Se me ocurre que hay un elevado número de personas que desean mi muerte. Mis detractores. Varias de mis exparejas. Los fans de The Cure. Los editores de Penguin. Etcétera. Y como ocurre en las novelas negras, tratan o tratarán de hacerlo parecer un accidente. Y por eso constantemente atentan contra mí de manera indirecta. Durante esta pandemia han estado más cerca que nunca.

Hace unas cuantas noches, aburrido de todo, del encierro, de Netflix, de mí mismo, decidí salir por unas cervezas. Ya lo dijo Frank Zappa: la tortura nunca termina. Así que el único camino con corazón por estos días es el de la evasión. Embriagarme es el único ansiolítico eficaz contra el maldito estado de las cosas. De la manera más inocente del mundo me trepé al carro y me lancé al Seven Eleven. Durante el viaje de ida no sentí nada raro.

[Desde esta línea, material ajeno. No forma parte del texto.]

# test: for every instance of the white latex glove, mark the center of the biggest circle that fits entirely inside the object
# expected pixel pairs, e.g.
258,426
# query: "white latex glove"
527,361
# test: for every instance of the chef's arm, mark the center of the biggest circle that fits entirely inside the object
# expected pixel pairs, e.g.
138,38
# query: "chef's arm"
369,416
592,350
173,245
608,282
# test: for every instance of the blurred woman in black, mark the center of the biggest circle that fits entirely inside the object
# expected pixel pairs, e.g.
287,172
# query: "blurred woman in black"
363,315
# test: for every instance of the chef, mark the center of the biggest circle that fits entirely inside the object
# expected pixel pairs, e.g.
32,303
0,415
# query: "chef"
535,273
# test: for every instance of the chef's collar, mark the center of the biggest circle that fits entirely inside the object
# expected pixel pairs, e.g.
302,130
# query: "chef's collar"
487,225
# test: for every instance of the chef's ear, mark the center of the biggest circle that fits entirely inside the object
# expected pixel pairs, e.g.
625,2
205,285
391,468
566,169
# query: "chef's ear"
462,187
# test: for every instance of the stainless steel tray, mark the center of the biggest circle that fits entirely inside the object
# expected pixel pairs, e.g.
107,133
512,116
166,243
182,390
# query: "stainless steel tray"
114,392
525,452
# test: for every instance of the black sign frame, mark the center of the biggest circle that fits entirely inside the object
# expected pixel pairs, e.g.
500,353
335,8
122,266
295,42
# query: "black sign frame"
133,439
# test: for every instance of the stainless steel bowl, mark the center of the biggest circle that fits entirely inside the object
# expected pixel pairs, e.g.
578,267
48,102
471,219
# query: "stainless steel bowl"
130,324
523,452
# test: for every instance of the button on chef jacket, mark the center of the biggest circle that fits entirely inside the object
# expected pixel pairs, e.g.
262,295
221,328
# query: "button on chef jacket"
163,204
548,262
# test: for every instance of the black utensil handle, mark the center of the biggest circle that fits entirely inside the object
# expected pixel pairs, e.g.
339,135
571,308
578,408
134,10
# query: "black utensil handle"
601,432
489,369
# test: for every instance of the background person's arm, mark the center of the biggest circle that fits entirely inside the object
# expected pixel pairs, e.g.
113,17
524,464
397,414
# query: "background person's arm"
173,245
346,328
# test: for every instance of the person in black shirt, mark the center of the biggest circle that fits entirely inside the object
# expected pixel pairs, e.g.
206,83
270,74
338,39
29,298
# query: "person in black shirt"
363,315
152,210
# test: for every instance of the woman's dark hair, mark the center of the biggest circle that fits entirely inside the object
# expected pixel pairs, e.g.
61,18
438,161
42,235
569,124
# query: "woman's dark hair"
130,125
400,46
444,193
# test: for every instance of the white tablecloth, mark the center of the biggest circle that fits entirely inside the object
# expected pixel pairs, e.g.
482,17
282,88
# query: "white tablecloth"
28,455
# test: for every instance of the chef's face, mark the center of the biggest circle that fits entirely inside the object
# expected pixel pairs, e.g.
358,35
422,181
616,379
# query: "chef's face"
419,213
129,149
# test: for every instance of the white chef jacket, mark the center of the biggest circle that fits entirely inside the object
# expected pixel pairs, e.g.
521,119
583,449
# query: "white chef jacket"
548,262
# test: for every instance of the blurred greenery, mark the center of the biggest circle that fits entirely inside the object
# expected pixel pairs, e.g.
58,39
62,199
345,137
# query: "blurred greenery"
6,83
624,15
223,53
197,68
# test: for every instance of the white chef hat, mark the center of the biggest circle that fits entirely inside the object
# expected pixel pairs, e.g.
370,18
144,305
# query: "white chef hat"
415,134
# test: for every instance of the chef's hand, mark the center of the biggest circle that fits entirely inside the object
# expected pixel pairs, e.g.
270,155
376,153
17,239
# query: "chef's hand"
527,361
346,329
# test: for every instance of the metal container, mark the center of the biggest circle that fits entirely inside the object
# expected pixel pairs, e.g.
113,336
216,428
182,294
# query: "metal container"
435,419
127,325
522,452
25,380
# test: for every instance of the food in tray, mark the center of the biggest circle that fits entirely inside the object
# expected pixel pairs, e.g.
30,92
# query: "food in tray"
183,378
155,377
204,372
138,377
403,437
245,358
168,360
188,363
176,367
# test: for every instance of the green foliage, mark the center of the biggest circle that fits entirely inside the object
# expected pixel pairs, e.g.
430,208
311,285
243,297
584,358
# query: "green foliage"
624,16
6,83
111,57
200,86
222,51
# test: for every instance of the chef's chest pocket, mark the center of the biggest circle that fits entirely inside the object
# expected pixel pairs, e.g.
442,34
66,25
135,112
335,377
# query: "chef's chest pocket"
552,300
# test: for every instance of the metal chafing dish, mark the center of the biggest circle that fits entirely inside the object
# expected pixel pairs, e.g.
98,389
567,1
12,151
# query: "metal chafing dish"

No te detengas, me dije, vienen detrás de ti. Seguro te quieren secuestrar

Me estacioné afuera del minisúper. Me coloqué mi tapabocas y en la entrada me embadurné las manos de gel antibacterial. Apañé un doce de chelas, un Electrolit, siempre me tomo uno, antes de acostarme, con un par de aspirinas, para no amanecer muy crudote, unos cheetos flaming hot y unos cacahuates japoneses. La fila no era demasiado larga. Parecía lo contrario, por la sana distancia. Calculo que cuando mucho duré unos cinco minutos dentro del Seven. Cuando salí no vi nada que me pusiera en estado alerta. No había un alma en varios metros a la redonda.

Encendí el coche y salí de reversa a la Thompson. Como a ochenta por hora. Luego me lancé hacia adelante con el estéreo a todo volumen. “Me embriagué hasta el vacío / con tu miel venenosa / fuiste mía / y el hastío / nos llevó hasta el desengaño / y eso pasó”. Entonces sentí que el coche daba un coletazo. Ya debería ir a ciento treinta por hora. Hice una maniobra, que si necesitara repetirla no sabría hacerla, y evité subirme en la banqueta y estrellarme contra una casa. Una vez que lo hube controlado me mordió la paranoia. No te detengas, me dije, vienen detrás de ti. Seguro te quieren secuestrar. Aceleré más y comencé a escuchar el golpe del rin directo sobre el pavimento.

Llegué a casa, bajé corriendo del coche y me subí al departamento. Me tomé un par de cervezas de jilo. Dios mío, qué ha pasado, me pregunté. Puse un video de Bowie en concierto y después de las cervezas me tomé medio litro de mezcal, se me olvidó el incidente y me quedé dormido como un maldito querubín pasado de peso.

A la mañana siguiente revisé la llanta. Tenía un puto tornillo incrustado. Llevé la llanta a la vulca y descubrí que mi intuición no me había traicionado. Además tenía un navajazo. Un tajo de unos siete centímetros. Alguien me había seguido y se lo había producido mientras yo estaba en el Seven Eleven. Lo primero que pensé es que debo de dejar de insultar a todo mundo en mi columna.

Nunca he pensado en qué estación me gustaría morir. Pero definitivamente no en verano. Así que desde esa noche estaciono el carro a dos cuadras de mi casa. Y antes de arrancarlo reviso que no haya nada debajo de las llantas.

Me gustaría mandarle un mensaje a la persona o las personas que están atentando en mi contra. Me genera estrés tener que cuidarme las espaldas todo el tiempo. Es una muerte lenta y dolorosa. Si quieren que ya me vaya de este mundo, mejor regálenme varias onzas de coca para irme de un pasón y nos ahorramos tanta bronca.